Human capital development is the first strategic focus pillar for Papua New Guinea’s Vision 2050, highlighting the need for the country to improve the number and quality of education opportunities at all levels for its people. The significant role for higher and technical education for PNG’s future is therefore clear.

At the same time, Vision 2050 is underpinned by a strategic intent to develop the country’s manufacturing, services, agriculture, forestry, fisheries and eco-tourism sectors and minimise the country’s future dependency on mining and energy.

A leading higher and technical education, and research, science and technology sector, is therefore essential to developing the general and specialised human and technical capacity required for PNG’s transitional economy more broadly, and consequently, for attaining Vision 2050.

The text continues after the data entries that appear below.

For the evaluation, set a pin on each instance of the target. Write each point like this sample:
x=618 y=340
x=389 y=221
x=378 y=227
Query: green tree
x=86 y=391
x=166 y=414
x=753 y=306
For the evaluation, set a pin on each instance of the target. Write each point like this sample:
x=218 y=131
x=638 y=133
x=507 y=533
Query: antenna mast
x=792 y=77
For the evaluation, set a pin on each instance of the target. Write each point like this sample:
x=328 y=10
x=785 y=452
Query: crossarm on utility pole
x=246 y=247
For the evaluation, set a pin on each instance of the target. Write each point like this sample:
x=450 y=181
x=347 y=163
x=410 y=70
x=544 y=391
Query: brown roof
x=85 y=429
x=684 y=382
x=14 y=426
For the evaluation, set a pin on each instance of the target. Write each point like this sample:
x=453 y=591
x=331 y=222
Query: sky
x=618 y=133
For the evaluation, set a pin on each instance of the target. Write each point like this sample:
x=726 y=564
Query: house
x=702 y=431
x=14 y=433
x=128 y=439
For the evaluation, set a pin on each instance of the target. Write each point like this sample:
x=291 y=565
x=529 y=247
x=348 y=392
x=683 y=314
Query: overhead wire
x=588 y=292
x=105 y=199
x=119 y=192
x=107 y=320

Beginning of Higher and Technical Education in PNG

In 1966, the country’s first national higher learning institution, the University Papua New Guinea was established in Port Moresby. In the same year, the Institute of Higher Technical Education was also established, also in Port Moresby, although it moved to Lae and became a university known as the PNG University of Technology in the following year. During the 1960s, the government also established smaller speciality colleges, as an addition to the two universities.

Control of tertiary education was originally the responsibility of the colonial administration before it was passed on the PNG administrative government in the early 1970s. The Higher Education Act 1983 was later passed, which established the Commission for Higher Education as the peak policy body for higher education and the Office of Higher Education as its secretariat or public arm.

Current Situation

In 2014, there were approximately 31,000 students enrolled in tertiary education and the country’s current aim is to have over 124,000 student enrolments by 2024, in order to reach PNG’s Vision 2050. There are currently six universities and over 30 colleges and other institutions recognised by DHERST. These institutions offer post-secondary higher and technical qualifications ranging from certificate to diplomas, from bachelor degrees to Master and doctoral degrees.

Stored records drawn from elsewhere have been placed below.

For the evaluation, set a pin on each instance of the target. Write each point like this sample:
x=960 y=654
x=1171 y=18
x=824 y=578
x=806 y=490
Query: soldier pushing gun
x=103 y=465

Due to a range of factors, higher and technical education in PNG has experienced a sustained period of relative neglect over the last few decades and, as such, requires significant rejuvenation. Some challenges include: fragmented sector coordination; insufficient Government funding; deteriorating physical infrastructure; lack of quality assurance measures; and inadequate ICT.

All of these challenges are addressed in the National Higher and Technical Education Plan 2015-2024 and the Department looks forward to working with the universities, colleges and other stakeholders to address these issues over the next ten years.

Sector Governance Today.

The current governing sector legislation is the Higher Education (General Provisions) Act 2014. Under this Act, the Department of Higher Education, Research, Science and Technology is responsible for providing policy direction and coordination for the sector, including administration of the Act, together with the Science and Technology Council.

Other agencies with significant accountabilities for higher and technical education in PNG include the Ministries of Education and Health, which have responsibilities for the funding and management of TVET and teachers’ colleges, and nursing colleges, respectively. They also include the Ministry of Labour and Industrial Relations and, in particular, the National Training Council (NTC), responsible for the policy and quality assurance measures of private TVET providers, and the National Apprenticeship and Trade Testing Board (NATTB).

The Department also works closely with the Science and Technology Council, to ensure coordinated and well-implemented policies for research, science and technology.